Indirect Foreign Direct Investment – An Overview:
When a foreign investor chooses to invest in India through an Indian entity, it falls under the category of downstream investment or IFDI. FEMA governs these investments and mandates that Indian entities receiving IFDI must adhere to specific conditions, including entry routes, sectoral caps, and pricing guidelines.
Compliances Under FEMA (Mode of Payment and Reporting of Non-Debt Instruments) Regulations, 2019:
To ensure transparency and regulatory adherence, the Indian entity making downstream investment into another Indian entity must follow certain compliances:
Notification to DPIIT: The investing Indian entity needs to notify the Secretariat for Industrial Assistance, Department for Promotion of Industry and Internal Trade (DPIIT) within 30 days of the investment.
Form DI Filing with RBI: Additionally, the Indian entity or investment vehicle making downstream investment must file Form DI with the Reserve Bank of India (RBI) within 30 days from the date of allotment of equity instruments.

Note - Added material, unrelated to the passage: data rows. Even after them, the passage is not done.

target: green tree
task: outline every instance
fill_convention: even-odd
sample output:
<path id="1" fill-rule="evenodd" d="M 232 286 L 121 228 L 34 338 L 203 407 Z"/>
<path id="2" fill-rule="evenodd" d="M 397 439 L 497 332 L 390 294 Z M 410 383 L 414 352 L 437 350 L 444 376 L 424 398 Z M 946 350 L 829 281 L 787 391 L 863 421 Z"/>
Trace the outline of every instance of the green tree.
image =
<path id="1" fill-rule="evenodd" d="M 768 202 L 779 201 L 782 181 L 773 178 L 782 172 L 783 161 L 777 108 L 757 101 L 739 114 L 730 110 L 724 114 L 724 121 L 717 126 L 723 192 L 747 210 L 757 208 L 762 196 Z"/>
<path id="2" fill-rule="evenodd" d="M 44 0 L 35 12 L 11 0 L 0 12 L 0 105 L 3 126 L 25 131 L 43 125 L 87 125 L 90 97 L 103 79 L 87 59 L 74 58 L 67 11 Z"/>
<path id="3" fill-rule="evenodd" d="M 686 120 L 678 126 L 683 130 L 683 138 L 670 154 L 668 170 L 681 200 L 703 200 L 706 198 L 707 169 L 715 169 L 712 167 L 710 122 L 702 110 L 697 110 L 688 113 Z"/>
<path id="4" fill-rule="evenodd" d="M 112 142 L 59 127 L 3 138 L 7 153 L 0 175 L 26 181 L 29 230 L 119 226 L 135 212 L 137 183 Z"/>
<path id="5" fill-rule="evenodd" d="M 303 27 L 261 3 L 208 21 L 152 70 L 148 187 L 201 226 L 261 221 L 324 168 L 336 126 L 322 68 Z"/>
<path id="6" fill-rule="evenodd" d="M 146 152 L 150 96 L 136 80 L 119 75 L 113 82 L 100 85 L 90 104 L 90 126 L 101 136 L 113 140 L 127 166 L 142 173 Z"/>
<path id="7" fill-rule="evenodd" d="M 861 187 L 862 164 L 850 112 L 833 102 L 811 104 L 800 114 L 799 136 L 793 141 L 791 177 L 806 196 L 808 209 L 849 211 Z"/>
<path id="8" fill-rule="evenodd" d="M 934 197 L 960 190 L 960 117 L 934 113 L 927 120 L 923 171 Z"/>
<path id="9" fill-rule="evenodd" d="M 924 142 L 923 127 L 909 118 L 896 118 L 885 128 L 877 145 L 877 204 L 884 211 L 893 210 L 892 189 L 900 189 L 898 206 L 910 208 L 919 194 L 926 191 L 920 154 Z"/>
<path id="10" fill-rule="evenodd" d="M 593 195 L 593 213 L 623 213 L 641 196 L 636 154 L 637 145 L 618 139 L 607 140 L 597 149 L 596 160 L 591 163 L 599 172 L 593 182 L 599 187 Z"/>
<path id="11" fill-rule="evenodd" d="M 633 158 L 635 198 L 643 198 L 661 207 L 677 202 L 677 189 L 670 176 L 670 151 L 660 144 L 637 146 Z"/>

Understanding “Other Attendant Conditions”:
The term “other attendant conditions as applicable for foreign investment” remains broad and undefined in FEMA NDI Rules. However, Rule 9(6) of FEMA NDI Rules, dealing with deferred consideration and indemnity payable by Foreign Owned or Controlled Companies (FOCCs), sheds light on the concept. It specifies that deferred consideration should not exceed 25% of the total sale consideration, with a period not exceeding 18 months from the date of the transfer agreement.
Applicability of Rule 9(6) in the Context of Downstream Investment:
Rule 9(6) appears to be pertinent to the transfer of equity instruments between a person resident in India and a person resident outside India, focusing on the deferral payment condition. Notably, an Indian entity, even if foreign-owned or Controlled, is considered a “person resident in India” under FEMA NDI Rules.
Consequently, Rule 9(6) may not apply to the transfer of equity shares between resident sellers and FOCC, as both parties are considered residents in India. This interpretation aligns with the reporting requirements outlined in Form FC-TRS, which is not mandatory for transfers between two Indian residents.
In conclusion, a harmonious reading of FEMA provisions suggests that Rule 9(6) may not apply to the transfer of equity shares from a resident seller to a person resident in India, even if the latter is a FOCC.